Opinion
No. 94-95
Submitted March 29, 1994 —
Decided June 22, 1994.
APPEAL from the Court of Appeals for Franklin County, No. 93AP-1047.
On July 28, 1993, appellant, John Mancini, filed a pro se complaint for a writ of mandamus with the Court of Appeals for Franklin County. Appellant alleged that he had mailed a $20 check to appellee, Ohio Bureau of Motor Vehicles, in order to obtain copies of documents dealing with traffic convictions in the Garfield Heights Municipal Court for the dates of February 22, 1983 and July 26, 1985. Appellant claimed to have provided the relevant case numbers in a letter sent with the check. The letter also allegedly contained a request for a computer printout of appellant's driving record. Apparently, appellee never replied to the request for the information, and appellant instituted this action.
On August 31, 1993, appellant filed a motion to issue a writ of mandamus. The court of appeals filed a journal entry on September 13, 1993, requiring appellee to show cause in writing by September 17, 1993 as to why the court should not issue the writ for failure of the appellee to answer or appear. On September 24, 1993, appellant filed a motion to issue a writ of mandamus and to invoke sanctions. This motion was denied by the appellate court because appellant had not served appellee by certified mail as required by Civ.R. 5(A).
On October 6, 1993, appellant filed another motion to issue a writ of mandamus and to invoke sanctions. This motion was also denied by the court of appeals on October 8, 1993. The court also ordered that an evidentiary statement be filed no later than October 22, 1993 and that briefs be filed in accordance with Section 8 of Local Rule 11. Instead of complying, appellant filed a motion for reconsideration and for the clarification of the October 8, 1993 journal entry.
On October 29, 1993, appellee filed a limited appearance for the purpose of determining jurisdiction. Appellee claimed never to have received a summons and that no letter had been included with the check.

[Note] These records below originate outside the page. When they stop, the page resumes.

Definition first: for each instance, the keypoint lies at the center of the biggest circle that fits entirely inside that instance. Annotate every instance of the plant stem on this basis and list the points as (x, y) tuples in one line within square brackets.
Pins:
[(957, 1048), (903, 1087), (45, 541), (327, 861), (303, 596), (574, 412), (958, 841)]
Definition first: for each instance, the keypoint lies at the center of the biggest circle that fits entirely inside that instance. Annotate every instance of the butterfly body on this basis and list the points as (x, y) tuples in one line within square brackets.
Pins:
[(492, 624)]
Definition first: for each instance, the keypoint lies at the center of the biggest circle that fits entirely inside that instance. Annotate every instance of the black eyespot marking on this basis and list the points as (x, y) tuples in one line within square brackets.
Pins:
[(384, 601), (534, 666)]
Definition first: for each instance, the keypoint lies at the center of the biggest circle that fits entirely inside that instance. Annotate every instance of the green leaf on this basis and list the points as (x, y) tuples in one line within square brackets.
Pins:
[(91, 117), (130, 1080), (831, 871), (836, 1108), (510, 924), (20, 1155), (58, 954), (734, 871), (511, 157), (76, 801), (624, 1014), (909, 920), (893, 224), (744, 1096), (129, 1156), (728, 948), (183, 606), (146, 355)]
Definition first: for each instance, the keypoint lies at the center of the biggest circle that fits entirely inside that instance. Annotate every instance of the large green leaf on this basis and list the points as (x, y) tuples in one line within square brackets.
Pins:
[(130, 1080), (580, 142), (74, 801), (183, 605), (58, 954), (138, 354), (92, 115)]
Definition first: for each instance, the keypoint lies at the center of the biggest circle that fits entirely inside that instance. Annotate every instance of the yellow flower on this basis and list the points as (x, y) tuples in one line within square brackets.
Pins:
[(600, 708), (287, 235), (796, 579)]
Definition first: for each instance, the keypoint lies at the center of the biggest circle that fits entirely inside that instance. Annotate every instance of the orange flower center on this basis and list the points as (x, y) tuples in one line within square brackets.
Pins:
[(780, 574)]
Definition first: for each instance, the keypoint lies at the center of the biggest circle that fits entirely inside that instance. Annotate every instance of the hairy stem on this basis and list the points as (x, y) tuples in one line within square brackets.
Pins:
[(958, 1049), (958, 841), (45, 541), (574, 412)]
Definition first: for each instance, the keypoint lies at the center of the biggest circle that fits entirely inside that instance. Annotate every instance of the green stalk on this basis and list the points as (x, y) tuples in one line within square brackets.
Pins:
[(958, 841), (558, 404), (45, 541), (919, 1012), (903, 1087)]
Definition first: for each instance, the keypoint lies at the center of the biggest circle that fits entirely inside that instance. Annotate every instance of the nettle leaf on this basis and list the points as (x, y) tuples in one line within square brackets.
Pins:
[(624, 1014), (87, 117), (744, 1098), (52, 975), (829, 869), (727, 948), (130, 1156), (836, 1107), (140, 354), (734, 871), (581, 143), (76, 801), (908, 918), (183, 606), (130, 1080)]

On November 6, 1993, the court of appeals denied appellant's motion to reconsider and ordered appellant to file an evidentiary statement and a brief in support no later than November 30, 1993, or the action would be dismissed. Appellee sent a letter to the appellant on November 18, 1993, explaining that it had not received a service of the summons and was not aware of the need to respond, and that the original request had not specified the record sought. Moreover, appellee agreed to send the record if appellant would provide a listing of the information desired.
On November 26, 1993, appellant filed an evidentiary statement but no brief in support. On December 14, 1993, the appellate court dismissed the case. Appellee sent appellant a copy of his driving record on December 16, 1993, but on December 29, 1993, appellant filed his notice of appeal regardless.

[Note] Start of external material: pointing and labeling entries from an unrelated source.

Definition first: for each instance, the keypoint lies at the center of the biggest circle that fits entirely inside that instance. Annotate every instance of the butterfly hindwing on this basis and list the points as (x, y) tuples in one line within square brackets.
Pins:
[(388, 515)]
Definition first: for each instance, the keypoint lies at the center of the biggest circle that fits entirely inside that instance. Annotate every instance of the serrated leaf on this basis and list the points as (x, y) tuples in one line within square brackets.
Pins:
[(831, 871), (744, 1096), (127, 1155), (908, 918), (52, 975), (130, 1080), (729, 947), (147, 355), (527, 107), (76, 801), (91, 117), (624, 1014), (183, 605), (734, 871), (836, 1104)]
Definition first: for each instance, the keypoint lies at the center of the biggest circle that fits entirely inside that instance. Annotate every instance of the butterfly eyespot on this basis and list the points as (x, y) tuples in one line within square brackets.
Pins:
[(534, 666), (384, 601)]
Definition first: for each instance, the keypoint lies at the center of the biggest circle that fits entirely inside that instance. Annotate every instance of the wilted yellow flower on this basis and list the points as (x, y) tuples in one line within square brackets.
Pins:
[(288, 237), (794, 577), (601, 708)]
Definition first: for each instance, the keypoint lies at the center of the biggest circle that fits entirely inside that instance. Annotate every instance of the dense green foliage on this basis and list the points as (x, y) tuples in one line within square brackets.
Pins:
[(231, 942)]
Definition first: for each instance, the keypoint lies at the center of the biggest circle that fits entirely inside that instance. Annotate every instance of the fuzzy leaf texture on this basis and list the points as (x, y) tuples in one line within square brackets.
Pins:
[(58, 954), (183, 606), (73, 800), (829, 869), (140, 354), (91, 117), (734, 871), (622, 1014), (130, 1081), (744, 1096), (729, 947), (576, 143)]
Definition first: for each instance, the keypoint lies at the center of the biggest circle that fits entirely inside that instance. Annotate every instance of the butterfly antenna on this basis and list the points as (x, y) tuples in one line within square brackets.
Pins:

The cause is before the court upon an appeal as of right.
John Mancini, pro se. Lee Fisher, Attorney General, and Christopher B. McNeil, Assistant Attorney General, for respondent.
The court of appeals' decision to dismiss the case is affirmed. First, appellant is currently incarcerated at the Marion Correctional Institution and was so restrained of his liberty at the time of the filing of the complaint. As such, he wanted appellee to mail him the information he allegedly requested. In State ex rel. Fenley v. Ohio Historical Soc. (1992), 64 Ohio St.3d 509, 597 N.E.2d 120, we held that there is no requirement under R.C. 149.43(B) that a custodian of public records mail copies of them to the requester.
Second, appellant failed to comply with a court order and a local rule. On November 6, 1993, the court of appeals ordered the appellant to file an evidentiary statement and a brief in support no later than November 30, 1993. Although an evidentiary statement was filed, the court never received a brief in support as required by Section 8, Local Rule 11 of the Tenth Appellate District and the case was therefore dismissed. Appellant was given ample opportunity to submit pleadings that complied with the rule and was warned that noncompliance would result in dismissal.
Third, the case is moot. On November 18, 1993, appellee offered to provide the information to appellant if he would explain what he wanted. Appellant ignored this letter and continued his pursuit of a writ of mandamus. Realizing that appellant was not going to respond, on December 16, 1993, appellee mailed appellant a computer printout of his driving record. Since appellant has received the information sought, the issue is now moot.
The judgment of the court of appeals is affirmed.
Judgment affirmed.
MOYER, C.J., A.W. SWEENEY, DOUGLAS, WRIGHT, RESNICK, F.E. SWEENEY and PFEIFER, JJ., concur.